Last month the, Taga Bike began selling in the US after six years in Europe, and I’ve been fascinated by this innovation in biking for parents, and the whole bakfiet trend that’s slowly making its way to our shores. I totally see the appeal of a bike-stroller hybrid like the Taga; there is a cute outdoor shopping center about a mile from my house, and I’ve frequently thought how nice it would be to ride my bike down there, shop a bit, grab some groceries, and head back home with my four-year-old, who isn’t big enough to ride his own bike that far himself. And for me, adding a trailer is too much of a hassle.
As for the Taga, I was lucky enough to actually spend some time with a sample we got a hold of and wow, am I impressed. What makes it truly special is that you can switch it from bike to stroller in four relatively easy steps. Once you’ve ridden to the store or farmer’s market or wherever you’re going , you can switch to stroller mode in about 20 seconds. I found after a quick lesson I could do it by myself easily. But you have to see the Taga Bike conversion video to really understand how cool this is.
My favorite feature is the fact that with a Taga Bike, the child is up front between my arms. There is no more craning my neck to make sure he’s safe behind me, and I can actually talk to him and enjoy my ride with him. At one point I had to pull over because I couldn’t pedal any more from laughing so hard at something he said. I assure you this has never happened when he’s been zipped in about ten feet behind me in a traditional bike trailer.
The Taga really makes riding bikes an experience we can share together with our younger kids.
I love the very cool, very European design aesthetic they have going on–no wonder it’s won a ton of design awards. The ride is incredibly smooth and the fit of the Taga Bike is nice, with an adjustable saddle that’s comfortably cushioned. My tailbone appreciated that for sure. My knees did hit the canopy every time I pedaled though, so you might want to take it off. As for my six-foot-tall husband, he complained that the seat wasn’t quite high enough for him at the full extension, so it might not be the most perfect fit for taller people.But for the shorter people of the family? I was able to lower the seat and let my 8-year-old drive his little brother up and down the street, and they both had the best time, as you can imagine.
Accessories can help you customize the Taga bike for your own family’s needs. The second child seat and that wooden sidecar seat for two both look amazing, but know you have to have some serious hamstrings to pull that off. While the bike has three gears and rides really smoothly, just know that when you’ve got an extra fifty or more pounds of weight up front, the hills are difficult. Really difficult. As much as I love it, I cannot imagine living in San Francisco and relying on one of these, that’s for sure.

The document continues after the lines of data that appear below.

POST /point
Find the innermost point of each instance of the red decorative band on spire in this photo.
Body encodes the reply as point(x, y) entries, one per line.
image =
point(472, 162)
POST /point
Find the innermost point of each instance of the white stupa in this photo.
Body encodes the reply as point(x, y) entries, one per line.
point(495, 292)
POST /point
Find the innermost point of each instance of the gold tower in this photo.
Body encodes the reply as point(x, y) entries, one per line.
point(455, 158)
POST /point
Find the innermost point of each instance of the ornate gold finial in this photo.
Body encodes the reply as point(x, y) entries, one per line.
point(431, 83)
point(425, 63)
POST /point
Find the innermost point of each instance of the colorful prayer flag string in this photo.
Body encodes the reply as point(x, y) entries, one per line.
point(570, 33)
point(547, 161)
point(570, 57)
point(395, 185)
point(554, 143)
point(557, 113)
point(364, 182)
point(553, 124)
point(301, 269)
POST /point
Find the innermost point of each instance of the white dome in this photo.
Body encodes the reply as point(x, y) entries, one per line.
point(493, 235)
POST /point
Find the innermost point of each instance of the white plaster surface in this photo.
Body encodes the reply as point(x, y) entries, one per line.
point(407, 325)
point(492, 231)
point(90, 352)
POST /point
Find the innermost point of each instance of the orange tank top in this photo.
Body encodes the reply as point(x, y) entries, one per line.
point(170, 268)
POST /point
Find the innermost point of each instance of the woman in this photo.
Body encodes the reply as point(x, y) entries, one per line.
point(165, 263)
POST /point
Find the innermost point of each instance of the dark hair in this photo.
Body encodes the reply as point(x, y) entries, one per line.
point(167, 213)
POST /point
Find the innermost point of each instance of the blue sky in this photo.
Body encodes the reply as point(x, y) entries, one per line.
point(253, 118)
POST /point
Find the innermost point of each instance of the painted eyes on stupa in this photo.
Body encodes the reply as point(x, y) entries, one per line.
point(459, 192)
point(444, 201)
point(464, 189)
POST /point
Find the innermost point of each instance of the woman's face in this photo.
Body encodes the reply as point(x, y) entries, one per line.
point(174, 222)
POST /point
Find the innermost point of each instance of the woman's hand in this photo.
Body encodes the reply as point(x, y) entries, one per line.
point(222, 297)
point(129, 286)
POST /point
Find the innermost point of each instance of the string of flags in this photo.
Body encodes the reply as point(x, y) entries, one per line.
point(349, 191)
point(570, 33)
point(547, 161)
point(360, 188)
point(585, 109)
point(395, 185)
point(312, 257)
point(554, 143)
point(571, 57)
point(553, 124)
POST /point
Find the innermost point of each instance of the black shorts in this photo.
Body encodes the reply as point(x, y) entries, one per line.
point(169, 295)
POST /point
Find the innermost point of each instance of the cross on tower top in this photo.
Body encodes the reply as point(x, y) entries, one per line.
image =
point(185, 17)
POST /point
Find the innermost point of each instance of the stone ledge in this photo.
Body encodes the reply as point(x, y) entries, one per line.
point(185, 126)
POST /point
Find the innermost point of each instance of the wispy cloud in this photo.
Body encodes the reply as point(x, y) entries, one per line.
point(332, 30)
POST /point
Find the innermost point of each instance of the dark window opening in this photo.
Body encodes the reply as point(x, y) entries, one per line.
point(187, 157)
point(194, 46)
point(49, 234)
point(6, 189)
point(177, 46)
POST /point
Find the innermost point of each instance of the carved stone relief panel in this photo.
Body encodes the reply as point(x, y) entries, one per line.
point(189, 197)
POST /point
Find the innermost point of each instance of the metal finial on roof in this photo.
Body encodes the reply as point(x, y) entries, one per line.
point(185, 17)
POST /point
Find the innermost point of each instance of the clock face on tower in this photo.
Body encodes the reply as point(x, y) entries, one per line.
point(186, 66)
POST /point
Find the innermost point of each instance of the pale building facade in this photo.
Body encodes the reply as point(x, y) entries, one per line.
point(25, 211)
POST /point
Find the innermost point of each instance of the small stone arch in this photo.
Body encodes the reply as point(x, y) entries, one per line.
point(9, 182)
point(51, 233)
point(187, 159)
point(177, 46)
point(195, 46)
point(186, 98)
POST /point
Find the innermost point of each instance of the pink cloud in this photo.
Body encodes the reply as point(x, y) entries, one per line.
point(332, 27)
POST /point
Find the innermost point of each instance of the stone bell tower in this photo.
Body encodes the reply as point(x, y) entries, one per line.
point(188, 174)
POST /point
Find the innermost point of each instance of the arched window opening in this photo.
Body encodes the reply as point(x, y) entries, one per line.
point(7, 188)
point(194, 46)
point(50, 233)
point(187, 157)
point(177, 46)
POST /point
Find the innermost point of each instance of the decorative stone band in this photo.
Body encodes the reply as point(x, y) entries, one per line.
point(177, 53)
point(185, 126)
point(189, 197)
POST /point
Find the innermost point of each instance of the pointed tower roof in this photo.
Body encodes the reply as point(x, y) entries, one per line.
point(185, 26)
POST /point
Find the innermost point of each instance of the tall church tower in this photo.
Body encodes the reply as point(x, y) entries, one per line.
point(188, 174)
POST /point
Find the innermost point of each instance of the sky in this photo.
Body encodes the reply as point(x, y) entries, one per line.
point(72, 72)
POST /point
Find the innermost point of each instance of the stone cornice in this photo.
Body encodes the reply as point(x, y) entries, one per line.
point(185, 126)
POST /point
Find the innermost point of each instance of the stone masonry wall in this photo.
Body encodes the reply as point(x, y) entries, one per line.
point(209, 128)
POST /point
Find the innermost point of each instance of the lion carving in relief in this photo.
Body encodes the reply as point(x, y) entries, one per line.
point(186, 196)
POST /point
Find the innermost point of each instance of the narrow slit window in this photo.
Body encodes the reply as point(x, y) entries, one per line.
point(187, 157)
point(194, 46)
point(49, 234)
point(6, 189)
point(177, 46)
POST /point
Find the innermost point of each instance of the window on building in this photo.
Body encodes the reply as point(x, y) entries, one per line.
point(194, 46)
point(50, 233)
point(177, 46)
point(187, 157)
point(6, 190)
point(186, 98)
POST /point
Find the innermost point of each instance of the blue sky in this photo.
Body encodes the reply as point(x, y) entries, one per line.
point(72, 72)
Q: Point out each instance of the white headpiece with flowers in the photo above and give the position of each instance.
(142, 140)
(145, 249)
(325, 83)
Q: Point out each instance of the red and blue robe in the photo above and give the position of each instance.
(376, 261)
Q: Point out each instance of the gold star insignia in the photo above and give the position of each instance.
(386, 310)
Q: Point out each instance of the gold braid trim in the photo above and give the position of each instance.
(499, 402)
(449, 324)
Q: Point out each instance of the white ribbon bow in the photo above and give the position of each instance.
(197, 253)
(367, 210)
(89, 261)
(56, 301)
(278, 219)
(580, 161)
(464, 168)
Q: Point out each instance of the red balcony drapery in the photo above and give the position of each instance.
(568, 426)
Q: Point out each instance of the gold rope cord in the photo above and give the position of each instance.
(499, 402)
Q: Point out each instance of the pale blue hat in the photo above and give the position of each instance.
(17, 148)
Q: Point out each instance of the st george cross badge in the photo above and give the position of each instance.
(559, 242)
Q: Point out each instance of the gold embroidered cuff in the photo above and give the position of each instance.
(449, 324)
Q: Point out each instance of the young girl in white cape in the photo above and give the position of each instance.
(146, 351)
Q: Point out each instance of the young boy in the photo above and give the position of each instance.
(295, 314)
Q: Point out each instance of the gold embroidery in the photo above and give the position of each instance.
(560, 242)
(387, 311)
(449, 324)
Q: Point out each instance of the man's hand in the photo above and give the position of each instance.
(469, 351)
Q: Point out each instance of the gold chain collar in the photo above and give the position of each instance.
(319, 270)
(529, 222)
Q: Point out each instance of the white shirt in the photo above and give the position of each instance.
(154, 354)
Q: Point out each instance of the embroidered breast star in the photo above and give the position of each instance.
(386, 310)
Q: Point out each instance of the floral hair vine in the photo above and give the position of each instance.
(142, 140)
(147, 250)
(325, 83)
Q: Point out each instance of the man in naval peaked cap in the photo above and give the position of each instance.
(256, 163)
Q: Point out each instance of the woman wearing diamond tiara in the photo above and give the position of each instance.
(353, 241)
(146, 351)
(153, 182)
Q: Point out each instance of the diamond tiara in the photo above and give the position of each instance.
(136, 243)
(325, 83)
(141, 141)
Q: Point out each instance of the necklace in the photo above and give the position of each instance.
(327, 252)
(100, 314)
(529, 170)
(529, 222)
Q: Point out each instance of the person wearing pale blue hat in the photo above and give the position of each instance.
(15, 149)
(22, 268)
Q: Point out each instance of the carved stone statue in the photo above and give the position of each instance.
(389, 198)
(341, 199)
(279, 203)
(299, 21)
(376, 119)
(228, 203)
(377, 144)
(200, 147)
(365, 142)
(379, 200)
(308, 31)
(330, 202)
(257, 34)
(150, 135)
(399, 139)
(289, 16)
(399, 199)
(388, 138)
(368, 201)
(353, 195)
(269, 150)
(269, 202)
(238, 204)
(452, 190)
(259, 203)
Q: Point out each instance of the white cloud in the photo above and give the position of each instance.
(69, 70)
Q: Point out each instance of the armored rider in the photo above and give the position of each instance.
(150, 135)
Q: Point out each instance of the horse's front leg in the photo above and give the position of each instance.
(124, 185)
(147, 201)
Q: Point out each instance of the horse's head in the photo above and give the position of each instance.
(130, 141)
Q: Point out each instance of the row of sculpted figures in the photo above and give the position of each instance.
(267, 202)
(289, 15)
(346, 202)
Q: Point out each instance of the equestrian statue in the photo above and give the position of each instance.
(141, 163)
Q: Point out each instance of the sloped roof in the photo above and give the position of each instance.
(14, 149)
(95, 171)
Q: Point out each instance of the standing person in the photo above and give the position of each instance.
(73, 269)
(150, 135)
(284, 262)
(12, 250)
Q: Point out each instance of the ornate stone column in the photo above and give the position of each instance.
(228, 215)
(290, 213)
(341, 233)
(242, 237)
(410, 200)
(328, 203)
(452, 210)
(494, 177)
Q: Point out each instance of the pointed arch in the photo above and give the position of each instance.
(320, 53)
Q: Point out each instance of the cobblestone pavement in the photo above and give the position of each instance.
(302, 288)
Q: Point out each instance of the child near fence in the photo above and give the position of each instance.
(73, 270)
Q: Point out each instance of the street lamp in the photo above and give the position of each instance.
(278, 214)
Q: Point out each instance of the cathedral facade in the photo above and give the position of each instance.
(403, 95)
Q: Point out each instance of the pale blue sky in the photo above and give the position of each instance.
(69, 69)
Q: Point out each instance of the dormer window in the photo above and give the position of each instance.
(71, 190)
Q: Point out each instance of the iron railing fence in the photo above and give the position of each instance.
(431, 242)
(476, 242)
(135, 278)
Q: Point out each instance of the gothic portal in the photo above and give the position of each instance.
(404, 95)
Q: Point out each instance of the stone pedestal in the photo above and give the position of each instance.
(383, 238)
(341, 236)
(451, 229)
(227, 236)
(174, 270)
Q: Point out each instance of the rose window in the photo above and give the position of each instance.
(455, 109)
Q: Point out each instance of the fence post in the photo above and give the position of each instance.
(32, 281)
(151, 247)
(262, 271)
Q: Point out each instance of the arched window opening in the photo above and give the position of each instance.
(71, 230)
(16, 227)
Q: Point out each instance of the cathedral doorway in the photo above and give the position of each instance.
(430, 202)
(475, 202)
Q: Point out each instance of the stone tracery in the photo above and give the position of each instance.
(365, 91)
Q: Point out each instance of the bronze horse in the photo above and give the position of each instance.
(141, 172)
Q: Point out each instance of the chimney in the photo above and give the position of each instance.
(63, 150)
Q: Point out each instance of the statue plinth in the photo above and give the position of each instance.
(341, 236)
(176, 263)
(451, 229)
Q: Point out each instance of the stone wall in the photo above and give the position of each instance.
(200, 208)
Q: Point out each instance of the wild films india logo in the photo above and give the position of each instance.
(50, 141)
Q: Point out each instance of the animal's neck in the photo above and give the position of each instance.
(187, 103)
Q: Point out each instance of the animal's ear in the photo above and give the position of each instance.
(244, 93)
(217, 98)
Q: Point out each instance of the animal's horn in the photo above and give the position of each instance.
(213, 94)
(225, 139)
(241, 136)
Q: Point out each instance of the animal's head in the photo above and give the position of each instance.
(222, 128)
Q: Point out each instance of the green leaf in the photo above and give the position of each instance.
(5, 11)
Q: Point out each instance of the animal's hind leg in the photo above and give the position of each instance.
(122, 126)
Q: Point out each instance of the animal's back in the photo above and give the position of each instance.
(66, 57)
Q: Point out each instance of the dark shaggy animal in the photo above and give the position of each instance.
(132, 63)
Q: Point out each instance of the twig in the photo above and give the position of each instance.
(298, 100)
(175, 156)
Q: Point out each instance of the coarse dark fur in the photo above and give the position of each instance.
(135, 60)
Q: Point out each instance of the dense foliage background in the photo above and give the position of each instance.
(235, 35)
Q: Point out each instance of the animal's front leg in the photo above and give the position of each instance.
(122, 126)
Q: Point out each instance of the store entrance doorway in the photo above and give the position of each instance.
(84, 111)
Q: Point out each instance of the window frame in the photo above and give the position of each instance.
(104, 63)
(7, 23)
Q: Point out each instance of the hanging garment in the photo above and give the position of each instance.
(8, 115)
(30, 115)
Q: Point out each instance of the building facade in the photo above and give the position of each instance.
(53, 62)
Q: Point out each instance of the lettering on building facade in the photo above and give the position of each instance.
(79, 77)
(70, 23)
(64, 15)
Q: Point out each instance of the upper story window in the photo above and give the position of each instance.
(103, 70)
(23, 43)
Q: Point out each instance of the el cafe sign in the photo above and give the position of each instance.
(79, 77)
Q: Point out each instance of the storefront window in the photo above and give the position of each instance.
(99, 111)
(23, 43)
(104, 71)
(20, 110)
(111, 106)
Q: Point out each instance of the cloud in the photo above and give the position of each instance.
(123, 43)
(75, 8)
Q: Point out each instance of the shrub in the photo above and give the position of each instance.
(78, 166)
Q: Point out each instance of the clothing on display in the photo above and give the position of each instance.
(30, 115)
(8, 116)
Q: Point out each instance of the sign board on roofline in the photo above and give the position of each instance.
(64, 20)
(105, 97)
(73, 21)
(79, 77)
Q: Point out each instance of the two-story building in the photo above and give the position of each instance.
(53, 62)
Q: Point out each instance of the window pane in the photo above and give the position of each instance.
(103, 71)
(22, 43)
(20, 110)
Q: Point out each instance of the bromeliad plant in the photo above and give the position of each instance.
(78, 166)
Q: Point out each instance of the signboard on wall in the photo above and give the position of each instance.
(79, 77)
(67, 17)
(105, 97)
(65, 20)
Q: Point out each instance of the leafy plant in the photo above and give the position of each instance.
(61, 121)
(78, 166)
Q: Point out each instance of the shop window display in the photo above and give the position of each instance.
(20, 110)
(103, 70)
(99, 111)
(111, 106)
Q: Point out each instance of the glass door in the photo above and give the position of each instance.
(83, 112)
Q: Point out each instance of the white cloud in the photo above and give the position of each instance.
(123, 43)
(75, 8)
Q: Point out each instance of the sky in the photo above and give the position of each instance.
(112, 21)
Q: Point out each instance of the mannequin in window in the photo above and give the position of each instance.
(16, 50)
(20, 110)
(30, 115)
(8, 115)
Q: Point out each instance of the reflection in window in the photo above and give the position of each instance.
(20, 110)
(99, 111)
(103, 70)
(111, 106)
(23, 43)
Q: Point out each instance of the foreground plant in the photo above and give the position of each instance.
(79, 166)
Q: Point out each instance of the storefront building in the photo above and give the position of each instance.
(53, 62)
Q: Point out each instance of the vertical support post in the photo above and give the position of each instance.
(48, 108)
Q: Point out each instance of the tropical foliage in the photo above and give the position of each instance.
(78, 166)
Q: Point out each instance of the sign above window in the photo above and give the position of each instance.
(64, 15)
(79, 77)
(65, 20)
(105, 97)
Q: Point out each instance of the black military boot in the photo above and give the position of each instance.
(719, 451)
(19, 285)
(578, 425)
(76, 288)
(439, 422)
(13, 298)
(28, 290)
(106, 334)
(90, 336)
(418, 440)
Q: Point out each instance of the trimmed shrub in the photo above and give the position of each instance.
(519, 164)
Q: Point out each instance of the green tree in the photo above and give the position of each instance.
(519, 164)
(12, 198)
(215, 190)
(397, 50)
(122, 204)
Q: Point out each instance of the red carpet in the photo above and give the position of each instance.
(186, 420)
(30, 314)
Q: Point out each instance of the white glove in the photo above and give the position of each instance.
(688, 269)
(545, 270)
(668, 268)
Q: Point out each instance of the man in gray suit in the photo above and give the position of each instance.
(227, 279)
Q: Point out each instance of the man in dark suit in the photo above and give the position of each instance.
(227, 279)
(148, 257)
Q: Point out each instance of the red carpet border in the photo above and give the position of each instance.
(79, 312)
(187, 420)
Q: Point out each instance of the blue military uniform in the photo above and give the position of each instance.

There are a couple of watch-outs before you invest in a Taga Bike: I love the stroller conversion, but I wouldn’t recommend you buy this if you’re planning to use it mostly in stroller mode. The front wheel doesn’t move from side to side, so you have to do that “lean back and pivot” thing that moms of the 90’s perfected with their early model jogging strollers. And while it’s possible to fit the whole thing in your trunk or on a bike rack, a stroller-bike like this is, no substitute for an agile, lightweight city stroller you just toss in the back of your car.
But then, that’s not really the point of the Taga. Keep in mind the fact that it converts to a stroller is just a bonus; it’s really the bike and all its configurations that make this so appealing for parents on the go and it probably won’t be your preferred stroller for shopping all on its own.
As for price, the Taga Bike will run you a cool $1500 for the basic model, which includes a child seat. Not cheap, but then, neither is gasoline–let alone that gym membership you probably won’t need anymore.
My final word: The Taga Bike is a surprisingly smooth and steady ride, a solid workout, a fun way to be environmentally friendly, and above all, a fantastic way to spend time with your kids. And the approving looks you get from bystanders isn’t such a bad benefit either.